RPG games, or role-playing games, have come a long way since their humble beginnings as pen-and-paper adventures. From classic tabletop games like Dungeons & Dragons to immersive virtual reality experiences, RPG games have captivated players with their rich storytelling, character development, and strategic gameplay.
Some of the first computer games were RPGs. Initially, they were entirely text-based; then, from Dunjonquest: Temple of Apshai, they began incorporating simple graphics. Richard Garriot’s Akalabeth: World of Doom was the first first-person RPG, but Lord British real masterpiece was the Ultima series, one of the most important franchises in the RPG genre, along with Wizardry, Might and Magic, and others. Traditional computer RPGs feature turn-based combat, as seen in The Bard’s Tale, but also in other titles such as SSI’s Dark Sun: Shattered Lands.
The dungeon crawler sub-genre was made popular by Dungeon Master in 1987 and later by Eye of the Beholder and many other titles like Ishar: Legend of the Fortress. These titles featured a first-person view, in pseudo-3D, with real-time combat.
The Immortal and Darkmere: The Nightmare’s Begun are examples of isometric RPGs, and also, the masterpiece Ultima VII: The Black Gate uses a kind of isometric top-down perspective.
To see a full 3D graphical implementation but also a more faithful roleplaying experience, we need to wait for The Elder Scrolls: Arena and The Elder Scrolls II: Daggerfall. These games included gameplay that involved exploring vast, detailed landscapes and interacting with lifelike characters.
The RPG genre doesn’t end here because we also have Japanese RPGs, like Sweet Home, or tactical RPGs like Jagged Alliance.
Finally, we cannot forget the legendary action-rpg Diablo, the first chapter of the popular series, probably the most iconic name in all the computer role-playing games genre, a title that redefined the genre with randomly generated levels and frenetic hack-and-slash combat.
Diablo is a famous “hack and slash” role-playing game created by Blizzard and released at the end of 1996 for Windows. Two years later, it was released to Macintosh.
It is not only one of the most popular RPGs ever created; it’s the title that redefined the concept of “action RPG” and “hack & slash.” It is so influential that today we still see clones or games inspired by it. When it was released, Diablo was elected Game of the Year, but 30 years later, you can always find its name in many lists of the Greatest Games of All Time.
Initially conceived as a turn-based game by its designer, David Brevik, Diablo was instead changed into a real-time action RPG, where you control the player with the mouse, and clicking is required to move and attack. A fantastic set of skills and spells, computer-generated levels, and tons of items to find and collect add depth to the gameplay.

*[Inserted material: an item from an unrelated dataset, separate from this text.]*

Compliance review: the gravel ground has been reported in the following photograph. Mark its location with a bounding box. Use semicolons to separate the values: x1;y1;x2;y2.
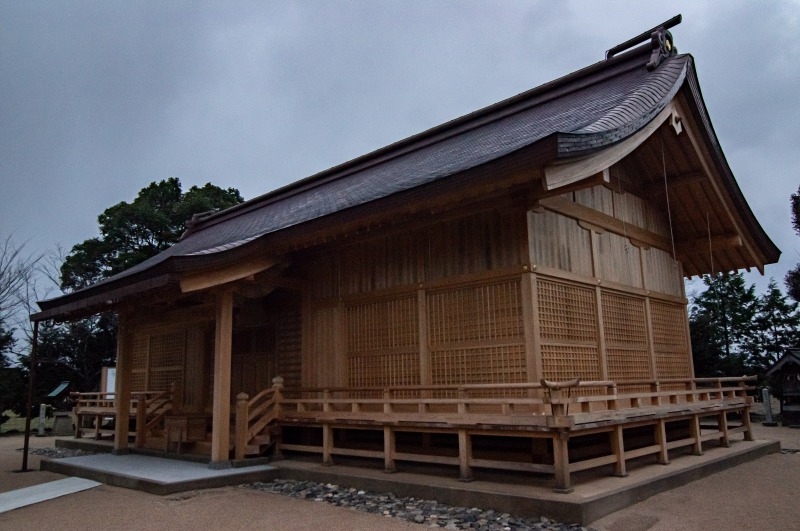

Maybe only its successor, Diablo II, released in 2000, was able to surpass the awesomeness of Diablo.
Diablo I is no longer available for sale, and it isn’t effortless to run it on modern OSes; anyway, we could pack a working version. Unfortunately, we cannot host the full version, so the music is missing (but you can find it on YouTube, or you can buy it on iTunes).
Princess Maker 2
Princess Maker 2 is the second chapter of the life simulation series Princess Maker, developed by the Japanese company Gainax. In the game, you are a father that has to grow a child received by a god and make her a princess. Released initially in 1993 in Japan, it was released for the FM Towns and TurboGrafx CD in 1995. It was later translated to English and it was supposed to be released in the US but this never happened.
Ultima Underworld: The Stygian Abyss
Ultima Underworld: The Stygian Abyss is a fantasy action RPG developed by Blue Sky Productions (Looking Glass Studios) and published by Origin Systems in 1992 for DOS. It was later ported to FM Towns, Playstation and other platforms.
The game was directed by the creator of the Ultima universe, Richard Garriott, produced by Warren Spector (System Shock, Wing Commander, Deus Ex and more) and designed by Paul Neurath.
This was one of the first RPG games to feature a truly 3D environment where your character can look up and down, swim, and jump, among other things. Unlike most similar games, this was the first to break away from completely square areas, allowing for quite a bit of environmental variety (bridges, slopes, etc.).
The game takes place in the land of Britannia featured in the previous Ultima games and you play as the Avatar still. Falsely accused of kidnapping the Baron’s daughter, the Avatar is cast into the Stygian Abyss as punishment. The Avatar must now embark on a quest to find the missing girl and stop her true captor. Stygian Abyss features real-time combat, using the cursor’s position to determine the type of attack (center=slash, and so on). Spells can also be used in combat by choosing the correct runestones for each spell. Stygian Abyss has open gameplay, so feel free to wander around and do as you please.